Almost all living things rely on the steady light and heat of the Sun.
Aside from its heat and visible light, the Sun also shines in ultraviolet (UV) light. Ozone in Earth’s upper atmosphere blocks much of the UV. However, pollution can weaken the ozone shield. Then the Sun’s UV light can harm living things on the ground and in the top layers of the oceans. Even when the ozone shield is strong, the UV that gets through help form smog from car exhausts and other pollution.
The heat and light of the Sun can be harnessed to generate electricity in the form of solar energy, which is becoming cheaper and more widespread, allowing us to burn less fossil fuels like coal or oil, as the burning of these fuels causes global warming by emitting carbon dioxide into the atmosphere, where it traps the Sun’s heat.

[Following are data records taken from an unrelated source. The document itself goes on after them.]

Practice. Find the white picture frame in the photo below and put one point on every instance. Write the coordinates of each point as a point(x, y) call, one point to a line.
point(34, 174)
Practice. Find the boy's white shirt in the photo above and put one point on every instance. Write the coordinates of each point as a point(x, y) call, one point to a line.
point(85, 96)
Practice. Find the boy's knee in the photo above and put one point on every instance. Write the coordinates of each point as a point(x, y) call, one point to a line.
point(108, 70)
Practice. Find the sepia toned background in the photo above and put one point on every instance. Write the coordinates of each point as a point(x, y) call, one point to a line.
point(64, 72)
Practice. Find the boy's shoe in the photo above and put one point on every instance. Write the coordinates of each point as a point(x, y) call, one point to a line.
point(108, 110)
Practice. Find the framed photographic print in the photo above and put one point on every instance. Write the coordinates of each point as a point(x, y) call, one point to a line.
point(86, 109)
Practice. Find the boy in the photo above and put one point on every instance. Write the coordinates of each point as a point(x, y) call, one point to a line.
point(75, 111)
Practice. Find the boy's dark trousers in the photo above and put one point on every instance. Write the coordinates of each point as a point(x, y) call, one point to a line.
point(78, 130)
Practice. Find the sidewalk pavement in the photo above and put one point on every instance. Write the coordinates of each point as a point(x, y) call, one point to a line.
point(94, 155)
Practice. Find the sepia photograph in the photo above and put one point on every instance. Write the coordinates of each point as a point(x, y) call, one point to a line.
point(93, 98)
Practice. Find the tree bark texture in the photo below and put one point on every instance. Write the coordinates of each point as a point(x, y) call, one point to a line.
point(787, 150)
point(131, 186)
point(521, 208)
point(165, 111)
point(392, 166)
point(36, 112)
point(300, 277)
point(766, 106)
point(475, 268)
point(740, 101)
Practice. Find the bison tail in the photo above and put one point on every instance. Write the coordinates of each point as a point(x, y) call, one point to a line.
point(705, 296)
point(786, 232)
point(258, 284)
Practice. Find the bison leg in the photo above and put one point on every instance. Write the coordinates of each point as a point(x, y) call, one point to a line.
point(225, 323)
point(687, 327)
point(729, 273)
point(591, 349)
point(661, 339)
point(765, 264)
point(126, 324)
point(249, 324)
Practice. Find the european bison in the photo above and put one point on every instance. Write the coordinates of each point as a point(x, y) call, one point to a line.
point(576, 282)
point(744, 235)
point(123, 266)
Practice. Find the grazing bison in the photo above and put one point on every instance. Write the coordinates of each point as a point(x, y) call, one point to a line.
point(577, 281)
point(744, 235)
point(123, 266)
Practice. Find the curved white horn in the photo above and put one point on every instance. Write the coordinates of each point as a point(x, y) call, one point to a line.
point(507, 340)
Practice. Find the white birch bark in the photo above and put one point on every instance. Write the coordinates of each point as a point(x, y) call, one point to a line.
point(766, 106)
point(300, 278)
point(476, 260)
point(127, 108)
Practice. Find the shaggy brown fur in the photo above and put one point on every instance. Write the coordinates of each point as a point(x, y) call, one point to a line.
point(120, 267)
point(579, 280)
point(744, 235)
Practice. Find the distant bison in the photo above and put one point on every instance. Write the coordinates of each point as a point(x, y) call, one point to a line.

Top Four Ways Solar Positively Impacts the Environment
- Going solar will reduce greenhouse gas and CO2 emissions: The average home consumes just under 13,000 kilowatt hours of electricity annually. Even a modestly-sized solar energy system can easily reduce that number by 80%, while many can even approach 100%. Even at these levels, the environmental impact of solar is substantial. Over twenty years, producing just 80% of the average home’s annual energy requirements, a solar energy system will offset the equivalent CO2 emissions from over 150,000 pounds of coal burned, or the greenhouse gas emissions from 45 tons of landfill waste!

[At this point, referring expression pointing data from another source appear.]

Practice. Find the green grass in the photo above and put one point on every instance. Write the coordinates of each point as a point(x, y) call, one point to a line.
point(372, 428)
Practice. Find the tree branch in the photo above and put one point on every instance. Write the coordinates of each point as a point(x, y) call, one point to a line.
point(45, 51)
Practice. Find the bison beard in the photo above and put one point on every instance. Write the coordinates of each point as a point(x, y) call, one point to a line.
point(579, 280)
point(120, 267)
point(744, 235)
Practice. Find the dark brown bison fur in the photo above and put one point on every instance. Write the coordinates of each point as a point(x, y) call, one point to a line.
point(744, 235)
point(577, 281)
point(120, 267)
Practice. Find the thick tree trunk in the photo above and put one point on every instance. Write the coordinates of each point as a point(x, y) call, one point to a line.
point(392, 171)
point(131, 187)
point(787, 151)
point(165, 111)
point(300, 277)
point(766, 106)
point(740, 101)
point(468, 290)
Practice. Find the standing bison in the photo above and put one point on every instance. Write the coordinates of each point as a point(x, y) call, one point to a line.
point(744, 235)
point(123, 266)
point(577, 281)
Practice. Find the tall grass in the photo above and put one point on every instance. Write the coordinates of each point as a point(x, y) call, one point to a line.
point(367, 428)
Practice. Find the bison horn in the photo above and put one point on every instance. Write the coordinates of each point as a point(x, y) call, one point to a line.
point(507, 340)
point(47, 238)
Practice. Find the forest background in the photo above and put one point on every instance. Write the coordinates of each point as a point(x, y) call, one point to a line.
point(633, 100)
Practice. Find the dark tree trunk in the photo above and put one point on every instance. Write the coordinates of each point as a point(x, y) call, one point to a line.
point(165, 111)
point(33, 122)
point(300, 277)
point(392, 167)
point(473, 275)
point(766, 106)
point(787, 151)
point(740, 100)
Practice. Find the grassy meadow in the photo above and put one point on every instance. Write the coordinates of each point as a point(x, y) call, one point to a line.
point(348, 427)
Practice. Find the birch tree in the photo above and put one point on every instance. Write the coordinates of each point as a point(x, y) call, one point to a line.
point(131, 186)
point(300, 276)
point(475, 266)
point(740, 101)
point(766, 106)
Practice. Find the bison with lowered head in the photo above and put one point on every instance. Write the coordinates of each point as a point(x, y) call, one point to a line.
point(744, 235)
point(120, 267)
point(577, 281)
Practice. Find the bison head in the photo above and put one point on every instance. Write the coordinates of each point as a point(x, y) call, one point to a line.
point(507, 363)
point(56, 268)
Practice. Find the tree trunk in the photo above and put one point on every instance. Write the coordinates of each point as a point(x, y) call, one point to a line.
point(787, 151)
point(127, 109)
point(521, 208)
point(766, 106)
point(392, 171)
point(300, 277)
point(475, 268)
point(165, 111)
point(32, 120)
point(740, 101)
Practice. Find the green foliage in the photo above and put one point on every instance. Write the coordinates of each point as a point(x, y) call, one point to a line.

- Add an electric vehicle (EV) and drive on sunshine: It’s pretty obvious that driving an electric car means fewer, if any, visits to the petrol station. Opting for an EV also means offsetting 100% of a traditional car’s harmful C02 emissions.
- Solar reduces water pollution: This one is a little less obvious, but certainly one of the biggest environmental advantages of solar. While all manufacturing processes require some water, including those used to make solar panels, the total amount of water needed to generate solar electricity is dramatically less than more traditional electricity sources. Older technologies such as nuclear, natural gas and coal-fired facilities, all require massive amounts of water for cooling purposes. With solar energy, there’s almost no risk to local water resources, nor does their operation strain local supplies by competing with agriculture, drinking systems, and other vital water needs.
- Solar reduces strain on finite resources: Global population will continue to grow, but our Earth only has a finite amount of oil, coal and natural gas to give up. The sun is Earth’s most abundant energy source, producing a staggering 173,000 terawatts of solar energy every second! That’s more than 10,000 times the world’s total combined energy use, and it’s available again and again. In contrast, fossil fuels are dirty and totally non-renewable. At some point, they will simply be gone, or the cost of finding and extracting them will be way too expensive for our strained population. If we don’t change, the resulting damage to our environment and strain to our financial infrastructure may simply be unrepairable. Going solar is the best way to hedge against the reality of dwindling resources.